Unmanned aerial vehicles (UAVs) have recently been widely applied in a comprehensive realm. By enhancing computer photography and artificial intelligence, UAVs can automatically discriminate against environmental objectives and detect events that occur in the real scene. The application of collaborative UAVs will offer diverse interpretations which support a multiperspective view of the scene. Due to the diverse interpretations of UAVs usually deviating, UAVs require a consensus interpretation for the scenario. This study presents an original consensus-based method to pilot multi-UAV systems for achieving consensus on their observation as well as constructing a group situation-based depiction of the scenario. Taylor series are used to describe the fuzzy nonlinear plant and derive the stability analysis using polynomial functions, which have the representations $V(x )={m_{\textrm{1} \le l \le N}}({{V_\textrm{l}}(x )} )$Abstract Image and ${V_l}(x )={x^T}{P_l}(x )x$Abstract Image. Due to the fact that the ${\dot{P}_l}(x )$Abstract Image in ${\dot{V}_l}(x )={\dot{x}^T}{P_l}(x )x + {x^T}{\dot{P}_l}(x )x + {x^T}{P_l}(x )\dot{x}$Abstract Image will yield intricate terms to ensure a stability criterion, we aim to avoid these kinds of issues by proposing a polynomial homogeneous framework and using Euler's functions for homogeneous systems.

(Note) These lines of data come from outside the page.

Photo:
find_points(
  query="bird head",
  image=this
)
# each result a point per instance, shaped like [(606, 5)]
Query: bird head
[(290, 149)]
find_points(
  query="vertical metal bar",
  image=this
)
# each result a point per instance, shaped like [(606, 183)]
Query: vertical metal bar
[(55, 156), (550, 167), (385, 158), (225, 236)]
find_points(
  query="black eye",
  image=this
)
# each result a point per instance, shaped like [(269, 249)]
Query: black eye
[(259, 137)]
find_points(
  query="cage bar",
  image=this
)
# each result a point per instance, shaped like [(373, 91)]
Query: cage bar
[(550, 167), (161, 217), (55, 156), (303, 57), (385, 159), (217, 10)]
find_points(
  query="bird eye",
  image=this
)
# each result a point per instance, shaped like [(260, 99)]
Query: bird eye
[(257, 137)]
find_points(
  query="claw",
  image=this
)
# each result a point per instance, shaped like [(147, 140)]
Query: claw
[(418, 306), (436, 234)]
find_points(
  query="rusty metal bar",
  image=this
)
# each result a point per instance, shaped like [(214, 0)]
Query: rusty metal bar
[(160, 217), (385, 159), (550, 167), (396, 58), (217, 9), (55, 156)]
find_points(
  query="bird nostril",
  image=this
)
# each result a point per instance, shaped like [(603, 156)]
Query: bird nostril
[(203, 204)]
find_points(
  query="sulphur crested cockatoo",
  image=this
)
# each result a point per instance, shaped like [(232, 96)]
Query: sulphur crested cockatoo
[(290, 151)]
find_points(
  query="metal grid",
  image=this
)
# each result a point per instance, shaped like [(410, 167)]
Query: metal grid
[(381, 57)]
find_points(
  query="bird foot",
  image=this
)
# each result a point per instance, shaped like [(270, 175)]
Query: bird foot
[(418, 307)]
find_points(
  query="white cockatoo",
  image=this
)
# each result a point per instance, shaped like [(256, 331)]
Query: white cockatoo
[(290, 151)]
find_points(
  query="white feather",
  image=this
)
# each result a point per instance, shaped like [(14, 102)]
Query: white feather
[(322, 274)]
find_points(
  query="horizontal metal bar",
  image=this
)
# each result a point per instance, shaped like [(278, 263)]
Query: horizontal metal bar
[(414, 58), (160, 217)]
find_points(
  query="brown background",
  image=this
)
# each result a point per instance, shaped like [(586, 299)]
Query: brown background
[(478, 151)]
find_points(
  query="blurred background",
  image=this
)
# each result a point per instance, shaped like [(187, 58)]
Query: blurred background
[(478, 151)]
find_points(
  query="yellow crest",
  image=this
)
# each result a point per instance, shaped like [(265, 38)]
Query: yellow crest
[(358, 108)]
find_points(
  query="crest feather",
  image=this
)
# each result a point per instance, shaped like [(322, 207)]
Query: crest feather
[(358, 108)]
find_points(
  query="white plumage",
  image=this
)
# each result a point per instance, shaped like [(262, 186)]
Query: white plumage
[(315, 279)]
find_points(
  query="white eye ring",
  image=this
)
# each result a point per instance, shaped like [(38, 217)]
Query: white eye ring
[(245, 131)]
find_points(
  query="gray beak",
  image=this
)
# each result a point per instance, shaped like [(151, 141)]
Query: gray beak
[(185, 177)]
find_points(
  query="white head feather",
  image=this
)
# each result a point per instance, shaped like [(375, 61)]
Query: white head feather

First, this method permits each UAV to establish high-level conditions from the probed events via a fuzzy-based aggregation event. The evaluated consensus indicates how suitable is the scenario collective interpretation for every UAV perspective.

通过多项式欧拉函数为无人机应用进行优化设计
无人驾驶飞行器(UAV)近来已被广泛应用于综合领域。通过增强计算机摄影和人工智能,无人飞行器可以自动判别环境目标,并探测真实场景中发生的事件。协作式无人机的应用将提供多样化的解释,从而支持对场景的多视角观察。由于无人机的不同解释通常会出现偏差,因此无人机需要对场景进行共识解释。本研究提出了一种基于共识的原创方法,用于引导多架无人机系统就其观察结果达成共识,并构建基于群组情况的场景描述。泰勒级数被用来描述模糊非线性工厂,并利用多项式函数得出稳定性分析,其表示为 $V(x )={m_{\textrm{1}\le l \le N}}({{V_\textrm{l}}(x )} )$ 和 ${V_l}(x )={x^T}{P_l}(x )x$ 。由于${\dot{V}_l}(x )={\dot{x}^T}{P_l}(x )x + {x^T}{\dot{P}_l}(x )x + {x^T}{P_l}(x )\dot{x}$ 中的${\dot{P}_l}(x )$ 会产生错综复杂的项来确保稳定准则、为了避免这类问题,我们提出了多项式同构框架,并使用欧拉函数来处理同构系统。首先,这种方法允许每个无人飞行器通过基于模糊的聚合事件,从探测事件中建立高层条件。经过评估的共识表明了每个无人机视角的情景集体解释的合适程度。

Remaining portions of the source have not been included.